The Office of the Privacy Commissioner for Personal Data (PCPD) has disclosed eight cases of data security incidents involving various entities, including government departments, healthcare institutions, airlines, and travel agencies.
The majority of the cases were attributed to staff negligence, resulting in the disclosure, inspection, handling, or use of customers' personal information without their consent.
In one case, staff from the Transport Department failed to follow procedures to fold the letter, exposing citizens' ID numbers, case references, and letter headings through the envelope window.
After intervention from PCPD, the department reinforced staff training, issued visual guides for proper letter handling, and adjusted the placement of case numbers to prevent future leaks.
In another case, a medical service provider accidentally disclosed the personal details of over 100 patients to other respondents due to misconfigured settings in an online registration form.
Once the situation was disclosed, the organization disabled the form link and removed the form immediately, and ensured stricter controls would be made for future digital forms.
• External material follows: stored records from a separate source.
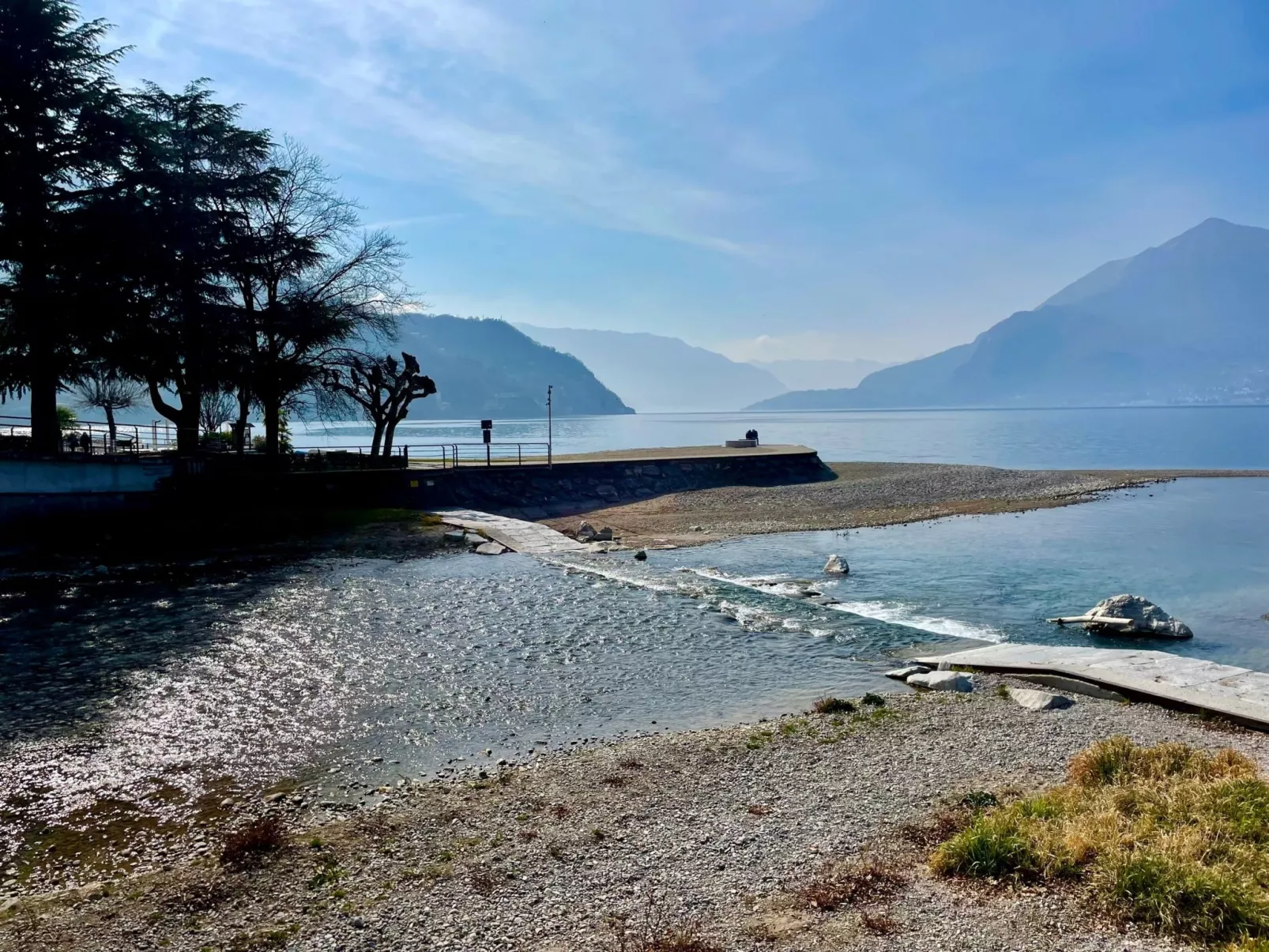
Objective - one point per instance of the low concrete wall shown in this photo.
(33, 489)
(537, 493)
(80, 475)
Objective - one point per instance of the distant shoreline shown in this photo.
(864, 494)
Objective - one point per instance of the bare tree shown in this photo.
(103, 389)
(217, 406)
(383, 389)
(311, 280)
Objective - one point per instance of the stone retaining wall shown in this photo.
(537, 493)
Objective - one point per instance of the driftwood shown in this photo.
(1094, 619)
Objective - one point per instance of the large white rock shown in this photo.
(1038, 700)
(942, 680)
(837, 565)
(905, 673)
(1147, 619)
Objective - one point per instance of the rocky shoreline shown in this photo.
(862, 494)
(721, 833)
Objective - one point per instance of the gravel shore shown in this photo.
(862, 494)
(721, 826)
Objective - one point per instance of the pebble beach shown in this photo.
(714, 833)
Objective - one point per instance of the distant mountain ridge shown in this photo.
(655, 374)
(488, 368)
(1184, 322)
(820, 374)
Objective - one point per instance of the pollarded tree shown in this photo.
(190, 171)
(307, 278)
(381, 386)
(100, 387)
(60, 140)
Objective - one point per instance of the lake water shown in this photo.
(156, 687)
(1168, 437)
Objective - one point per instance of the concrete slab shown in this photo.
(517, 535)
(1233, 692)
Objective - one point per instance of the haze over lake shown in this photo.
(1154, 437)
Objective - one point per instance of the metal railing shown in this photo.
(452, 456)
(93, 437)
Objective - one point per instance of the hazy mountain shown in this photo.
(661, 374)
(1187, 322)
(486, 368)
(820, 374)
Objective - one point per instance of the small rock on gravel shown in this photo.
(942, 680)
(1038, 700)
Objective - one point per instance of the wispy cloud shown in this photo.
(522, 107)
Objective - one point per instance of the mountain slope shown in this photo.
(486, 368)
(1187, 322)
(661, 374)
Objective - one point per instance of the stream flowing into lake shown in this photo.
(159, 687)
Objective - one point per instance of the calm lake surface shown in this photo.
(1149, 437)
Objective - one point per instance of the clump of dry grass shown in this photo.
(833, 705)
(879, 923)
(848, 884)
(247, 845)
(1166, 835)
(657, 929)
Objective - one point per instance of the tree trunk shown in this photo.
(272, 408)
(240, 427)
(109, 427)
(46, 432)
(186, 416)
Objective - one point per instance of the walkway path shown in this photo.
(517, 535)
(1221, 688)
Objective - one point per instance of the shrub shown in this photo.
(844, 884)
(1168, 835)
(657, 929)
(979, 800)
(992, 845)
(1184, 899)
(833, 705)
(247, 845)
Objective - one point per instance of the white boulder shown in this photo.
(837, 565)
(1038, 700)
(942, 680)
(1147, 617)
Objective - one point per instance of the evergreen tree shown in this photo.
(190, 173)
(60, 134)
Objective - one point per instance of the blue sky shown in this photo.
(770, 178)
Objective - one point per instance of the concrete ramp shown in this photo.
(1237, 694)
(517, 535)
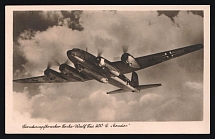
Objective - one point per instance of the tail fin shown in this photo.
(134, 79)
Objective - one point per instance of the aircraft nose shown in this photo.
(69, 53)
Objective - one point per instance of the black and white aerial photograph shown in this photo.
(106, 66)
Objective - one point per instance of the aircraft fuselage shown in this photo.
(99, 68)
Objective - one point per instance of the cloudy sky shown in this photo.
(43, 36)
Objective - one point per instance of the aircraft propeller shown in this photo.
(125, 48)
(99, 52)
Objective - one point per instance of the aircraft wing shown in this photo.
(150, 60)
(43, 79)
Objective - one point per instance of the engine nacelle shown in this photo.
(54, 75)
(129, 60)
(70, 72)
(106, 65)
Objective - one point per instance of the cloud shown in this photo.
(178, 99)
(22, 108)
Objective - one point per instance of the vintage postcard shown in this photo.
(107, 69)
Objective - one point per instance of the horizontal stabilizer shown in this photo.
(140, 87)
(117, 91)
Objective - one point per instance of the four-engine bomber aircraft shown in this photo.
(89, 67)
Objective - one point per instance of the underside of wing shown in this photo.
(42, 79)
(150, 60)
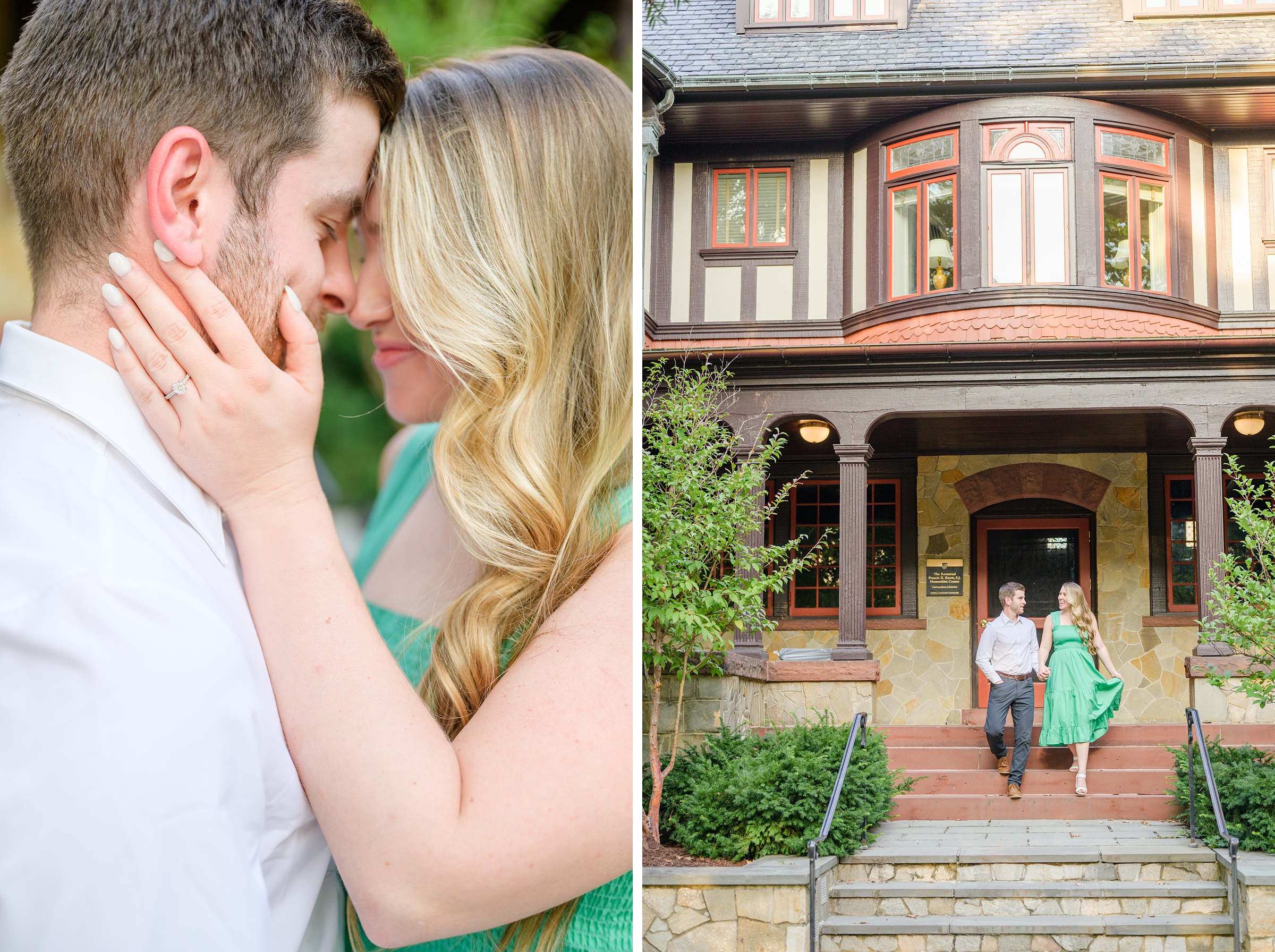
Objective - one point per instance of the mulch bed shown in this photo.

The Privacy Commissioner for Personal Data, Ada Chung Lai-ling, stated that although most incidents are isolated, they are often caused by careless mistakes and negligence on the part of staff.
She urged organizations to reinforce staff awareness of data protection and cultivate proper working habits, such as incorporating personal privacy protection as part of the organization's core values, providing clear and easily understood working instructions, and implementing a comprehensive contingency plan for information leakage.
Separately, following the cyberattack on Australian airline Qantas last Monday (June 30), which involved the personal data of around 6 million passengers, the city's privacy watchdog reported receiving some inquiries.
According to the airline, the hacker targeted one of its customer contact centers, gaining access to customer records, including names, birthdates, email addresses, and phone numbers through a third-party computer system.
However, Qantas emphasized that customer credit card details, passport numbers, frequent flyer accounts, and passwords remain secure, ensuring that neither operations nor security were impacted.
As the airline did not specify whether any Hong Kong customers were affected, Chung Lai-ling noted that PCPD received inquiries from concerned citizens.
The office has reached out to the airline for more information regarding the involvement of Hong Kong consumers, including the number of affected individuals and the specific data compromised.
The privacy watchdog is currently awaiting a response.